Mr Trump’s apparent attempts to provoke his followers have drawn only small crowds, but threats of extremist violence cloud a volatile political landscape heading into 2024. All extremist-related murders in 2022 were committed by right-wing extremists, according to reporting from the Anti-Defamation League. High-profile ideologically driven attacks, including the hammer attack against Paul Pelosi and mass murders in Buffalo and Colorado, continue a worrying trend of extremist-linked violence.
As Mr Pape at the University of Chicago notes, political violence only requires a motivated few to move from rhetoric to reality, especially when they know their views are shared by others.
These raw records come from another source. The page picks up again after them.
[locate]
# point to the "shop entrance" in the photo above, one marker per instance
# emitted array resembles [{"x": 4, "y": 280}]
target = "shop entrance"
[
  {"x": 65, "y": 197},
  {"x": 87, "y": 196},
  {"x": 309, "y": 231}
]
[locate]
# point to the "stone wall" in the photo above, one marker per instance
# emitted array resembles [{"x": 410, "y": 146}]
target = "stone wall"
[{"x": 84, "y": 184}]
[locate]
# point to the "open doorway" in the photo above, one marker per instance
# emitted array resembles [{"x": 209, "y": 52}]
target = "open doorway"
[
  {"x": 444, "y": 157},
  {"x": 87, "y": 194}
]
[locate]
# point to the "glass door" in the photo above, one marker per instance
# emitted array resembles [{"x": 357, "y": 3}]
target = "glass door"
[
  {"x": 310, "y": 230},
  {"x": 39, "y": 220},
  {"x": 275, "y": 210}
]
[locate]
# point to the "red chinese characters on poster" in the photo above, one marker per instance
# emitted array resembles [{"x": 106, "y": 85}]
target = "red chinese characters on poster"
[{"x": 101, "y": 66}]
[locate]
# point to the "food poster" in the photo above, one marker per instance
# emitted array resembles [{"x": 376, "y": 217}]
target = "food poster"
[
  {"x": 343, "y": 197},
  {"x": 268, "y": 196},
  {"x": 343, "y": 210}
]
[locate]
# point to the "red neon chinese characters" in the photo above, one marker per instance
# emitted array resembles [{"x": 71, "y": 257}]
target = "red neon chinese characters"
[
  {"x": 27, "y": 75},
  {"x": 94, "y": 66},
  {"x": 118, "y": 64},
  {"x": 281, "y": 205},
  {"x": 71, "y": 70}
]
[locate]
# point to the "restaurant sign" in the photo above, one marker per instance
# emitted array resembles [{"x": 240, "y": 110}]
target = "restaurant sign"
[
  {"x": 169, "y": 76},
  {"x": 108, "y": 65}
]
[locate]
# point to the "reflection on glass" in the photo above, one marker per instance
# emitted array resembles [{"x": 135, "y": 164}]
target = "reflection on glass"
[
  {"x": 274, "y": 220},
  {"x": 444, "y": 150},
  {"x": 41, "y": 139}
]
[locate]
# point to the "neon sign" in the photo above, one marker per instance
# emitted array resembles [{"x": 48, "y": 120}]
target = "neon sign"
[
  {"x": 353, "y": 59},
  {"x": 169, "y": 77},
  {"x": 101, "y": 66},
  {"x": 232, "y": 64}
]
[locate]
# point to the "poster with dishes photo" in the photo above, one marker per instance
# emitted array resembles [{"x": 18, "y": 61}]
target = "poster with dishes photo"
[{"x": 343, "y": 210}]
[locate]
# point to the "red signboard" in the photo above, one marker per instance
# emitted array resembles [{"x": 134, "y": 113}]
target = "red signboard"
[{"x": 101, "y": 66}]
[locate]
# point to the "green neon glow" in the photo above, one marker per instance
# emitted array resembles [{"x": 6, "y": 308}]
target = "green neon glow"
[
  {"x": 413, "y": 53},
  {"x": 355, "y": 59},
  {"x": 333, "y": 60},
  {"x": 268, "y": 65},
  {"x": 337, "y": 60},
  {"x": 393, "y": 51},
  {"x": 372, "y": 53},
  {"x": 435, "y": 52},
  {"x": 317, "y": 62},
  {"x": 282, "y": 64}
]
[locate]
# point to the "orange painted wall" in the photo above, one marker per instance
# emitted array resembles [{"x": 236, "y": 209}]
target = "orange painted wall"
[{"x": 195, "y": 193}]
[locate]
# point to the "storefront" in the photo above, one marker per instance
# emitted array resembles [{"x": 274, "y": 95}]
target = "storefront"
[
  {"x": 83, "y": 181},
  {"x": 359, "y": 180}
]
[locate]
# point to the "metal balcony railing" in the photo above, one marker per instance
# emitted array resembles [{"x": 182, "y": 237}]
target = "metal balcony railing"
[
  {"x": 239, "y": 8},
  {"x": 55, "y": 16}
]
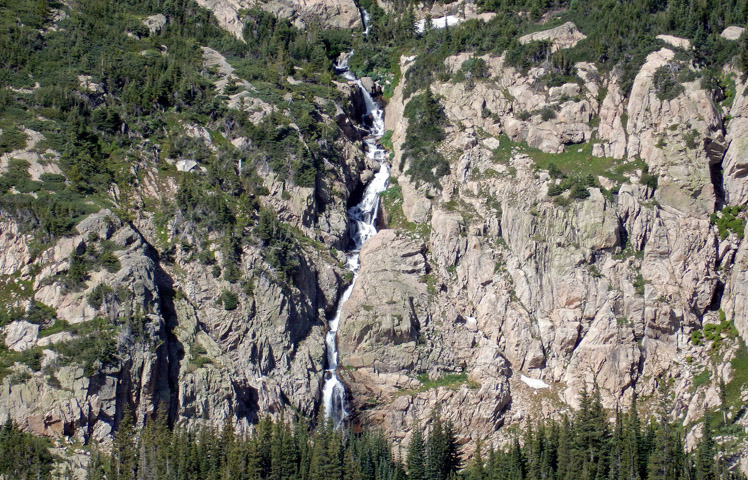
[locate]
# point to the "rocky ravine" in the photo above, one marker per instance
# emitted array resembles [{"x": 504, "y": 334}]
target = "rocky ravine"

“We’ve seen this in our country,” he said. “Seven per cent of George Floyd protests turned violent. They were mostly peaceful. About 5 per cent of those who went to the [US Capitol] Ellipse on January 6 turned violent. That’s still mostly peaceful. But mostly peacful is not the same as peaceful.”
What makes it all the more worrying is that these calls to action are hiding in plain sight, according to some observers. Donald Trump often uses just enough innuendo and suggestive language that a radical follower could be inspired to violence, while avoiding the kind of direct incitements that would invite legal scrutiny, according to Georgetown University professor Daniel Byman.
“What he’s doing is calling out his opponents and the system as fundamentally illegitimate,” he told The Independent. “If you’re a true believer and you accept this, it’s not surprising you would be very angry. He’s saying the system will not provide you justice.”
The Independent has contacted the Trump campaign for comment.
It remains to be seen how Mr Trump’s violent claims will impact his electoral fortunes, and the Republican party at large, but according to Mr Churchill, the former president has already made a shocking impact: bringing ideas once on the far-right of American politics, only uttered by people who saw Waco as a call to arms, into the centre of political life.
Waco and its aftermath, he said, “was always more important to the degree to which their ideas were being addressed by local levels of the mainstream right and the Republican Party.”
“What was important was what sorts of things were being talked about in Republican committee meetings in a small town in Texas.”
Now, discussions of political violence, conspiracy theories and the end of days have moved all the way to the halls of Congress. Waco may be a fading memory to some, but its ghosts linger.